RAYCASTING: How it's working?
Raycasting is the core technique used in this engine to transform a 2D map into a real-time 3D view.
The world is stored as a grid-based 2D array, where each cell represents either empty space or a wall.
For every vertical column of the screen, the engine casts a ray from the player's position at a specific angle.
This ray moves forward through the map until it collides with a wall cell.
distance to this wall is then calculated and used to determine the height of the vertical slice drawn on the screen.
By repeating this process for all screen columns, the engine constructs a full 3D scene from a simple 2D layout, creating the illusion of depth and perspective.
CHALENGES: Fish eye !?
The most difficult bug I faced during development was fixing the fish-eye distortion effect.
At first, walls near the edges of the screen appeared stretched and curved, which broke the realism of the scene.
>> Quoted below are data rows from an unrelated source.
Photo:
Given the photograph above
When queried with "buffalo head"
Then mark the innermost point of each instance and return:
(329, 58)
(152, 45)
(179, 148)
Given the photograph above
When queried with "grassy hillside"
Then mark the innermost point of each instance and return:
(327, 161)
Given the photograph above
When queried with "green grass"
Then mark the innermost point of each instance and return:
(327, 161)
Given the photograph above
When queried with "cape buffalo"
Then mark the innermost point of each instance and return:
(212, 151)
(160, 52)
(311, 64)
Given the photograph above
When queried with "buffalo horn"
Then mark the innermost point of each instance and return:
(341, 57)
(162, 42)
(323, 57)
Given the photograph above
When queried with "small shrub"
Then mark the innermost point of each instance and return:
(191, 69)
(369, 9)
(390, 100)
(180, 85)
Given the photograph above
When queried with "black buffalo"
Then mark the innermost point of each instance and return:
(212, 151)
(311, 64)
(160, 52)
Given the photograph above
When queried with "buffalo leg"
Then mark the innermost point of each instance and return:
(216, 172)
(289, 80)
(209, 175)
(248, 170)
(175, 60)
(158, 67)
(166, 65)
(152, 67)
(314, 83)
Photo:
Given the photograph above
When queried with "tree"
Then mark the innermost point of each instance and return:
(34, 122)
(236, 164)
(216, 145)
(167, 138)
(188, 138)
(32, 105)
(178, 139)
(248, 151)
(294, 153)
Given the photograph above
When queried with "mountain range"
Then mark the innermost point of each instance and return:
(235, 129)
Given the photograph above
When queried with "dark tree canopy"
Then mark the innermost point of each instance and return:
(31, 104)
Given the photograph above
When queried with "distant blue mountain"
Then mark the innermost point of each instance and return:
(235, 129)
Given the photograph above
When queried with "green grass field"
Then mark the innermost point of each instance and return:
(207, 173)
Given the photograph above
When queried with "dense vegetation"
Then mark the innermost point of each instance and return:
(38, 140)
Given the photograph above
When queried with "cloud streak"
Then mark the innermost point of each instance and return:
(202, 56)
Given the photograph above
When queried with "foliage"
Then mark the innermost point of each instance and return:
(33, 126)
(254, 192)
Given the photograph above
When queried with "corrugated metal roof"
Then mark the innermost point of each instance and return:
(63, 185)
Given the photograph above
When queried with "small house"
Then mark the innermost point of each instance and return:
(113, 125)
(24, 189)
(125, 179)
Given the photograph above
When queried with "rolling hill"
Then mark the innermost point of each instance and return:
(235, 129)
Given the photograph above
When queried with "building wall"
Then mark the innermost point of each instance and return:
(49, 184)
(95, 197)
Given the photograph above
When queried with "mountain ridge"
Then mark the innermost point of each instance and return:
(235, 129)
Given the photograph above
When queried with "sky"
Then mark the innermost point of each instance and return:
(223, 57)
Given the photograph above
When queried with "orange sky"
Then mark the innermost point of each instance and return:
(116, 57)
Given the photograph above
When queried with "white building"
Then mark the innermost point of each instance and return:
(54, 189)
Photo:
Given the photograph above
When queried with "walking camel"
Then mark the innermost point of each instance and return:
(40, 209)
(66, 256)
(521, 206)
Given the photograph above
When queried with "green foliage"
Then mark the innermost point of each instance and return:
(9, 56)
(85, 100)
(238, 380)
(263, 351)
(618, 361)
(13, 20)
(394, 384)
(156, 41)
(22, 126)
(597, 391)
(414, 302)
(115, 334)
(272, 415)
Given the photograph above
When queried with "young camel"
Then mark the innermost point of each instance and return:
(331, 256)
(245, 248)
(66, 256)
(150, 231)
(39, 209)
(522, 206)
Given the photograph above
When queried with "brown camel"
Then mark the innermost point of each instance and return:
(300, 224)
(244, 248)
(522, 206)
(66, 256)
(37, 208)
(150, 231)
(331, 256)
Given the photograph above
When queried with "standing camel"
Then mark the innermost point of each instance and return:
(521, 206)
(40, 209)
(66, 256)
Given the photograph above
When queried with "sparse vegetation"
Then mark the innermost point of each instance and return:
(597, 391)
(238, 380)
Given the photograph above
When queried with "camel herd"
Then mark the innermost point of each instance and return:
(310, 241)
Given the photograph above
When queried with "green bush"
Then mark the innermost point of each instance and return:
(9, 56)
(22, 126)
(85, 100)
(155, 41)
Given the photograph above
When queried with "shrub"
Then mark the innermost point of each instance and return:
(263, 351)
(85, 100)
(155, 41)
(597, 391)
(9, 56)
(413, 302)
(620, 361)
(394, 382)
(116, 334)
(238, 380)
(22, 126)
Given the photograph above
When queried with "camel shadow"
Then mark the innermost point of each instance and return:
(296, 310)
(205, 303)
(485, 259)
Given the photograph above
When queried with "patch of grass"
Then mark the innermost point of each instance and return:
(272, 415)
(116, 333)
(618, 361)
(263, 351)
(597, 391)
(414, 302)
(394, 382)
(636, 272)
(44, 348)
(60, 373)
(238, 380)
This happened because the raw ray distance was being used directly, without correcting for the angle between the ray direction and the player’s view direction.
The solution was to multiply the ray distance by the cosine of this angle, which projects the distance onto the camera plane and removes the distortion.
Another major challenge was managing memory safely in C, especially when working with dynamic textures and arrays.
Debugging segmentation faults and memory leaks taught me the importance of careful allocation, validation, and cleanup in low-level programming.